The Hunger Games seems problematic in a worse way: I'm not sure how one watches that movie and develops the necessary attachment to Katniss without having the same reaction as the fictional characters in the movie's world. To want Katniss to win is to want the others to die: some of those deaths will be sad and played up for the narrative quality of their sadness, and some of them will be deserved and so, when the bad kid (kid, not 'guy') gets eaten by dogs, that's a deserved comeuppance rather than a tragic end.
Now, I'm clear that the Games themselves are supposed to stand in analogically for something, which, in the descriptions I've read, is usually something like our own interest in the spectacle of reality television, taken to an extreme end. (I'm leaving aside the politics for the moment). So we're supposed to recognize the cruelty and lack of humanity within the Games themselves; the tragedy comes from those who are forced to play it. And so we're supposed to think the Games are bad, and be glad that Katniss emerges relatively uncorrupted from the whole process.

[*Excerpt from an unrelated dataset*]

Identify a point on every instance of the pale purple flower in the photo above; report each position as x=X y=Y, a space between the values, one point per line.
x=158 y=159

But it also seems like the movie is forced to re-inscribe all the human reactions the Games are there to critique: the whole thing only works by developing rooting interests, etc. Without accepting the narrative, constructed no less than the various storylines of the Games, that Katniss is good and so should survive, the narrative frisson is gone. And if it's gone, there's nothing left of the movie. I don't intend this to be a critique of movie violence per se, though it seems important that in, say,
Die Hard all of Bruce Willis' violence is as a reaction to violence first done to others, nor do I mean it to be a critique of violent movies with political messages:
Night of the Living Dead or
Dawn of the Dead are both good examples of violent movies with political themes that avoid this problem: you can appreciate the analogies being drawn and the context of a zombie movie in which to draw those analogies, or you can simply enjoy them as zombie movies. If you strip the level of critique out of
The Hunger Games, all that's left is a pretty horrifying plot.
And it's the second level that I'm not sure exists in the movie itself: the argument of the thing would be strengthened if the viewer was supposed to recognize in their own reactions as perverse and the sort of thing that would make the fictional world possible. But I'm not sure that's the intended reaction, and I'm much more sure it's not the reaction of at least the people I saw the movie with. Which, it seems, leaves one in the awkward position of just having rooted for children to die.
But, as the girlfriend pointed out, I haven't read the book, so there's a definite upward limit on my knowledge of the story. Does the book handle the problem of spectacle and the reader's reaction in a way that anticipates or responds to some of this?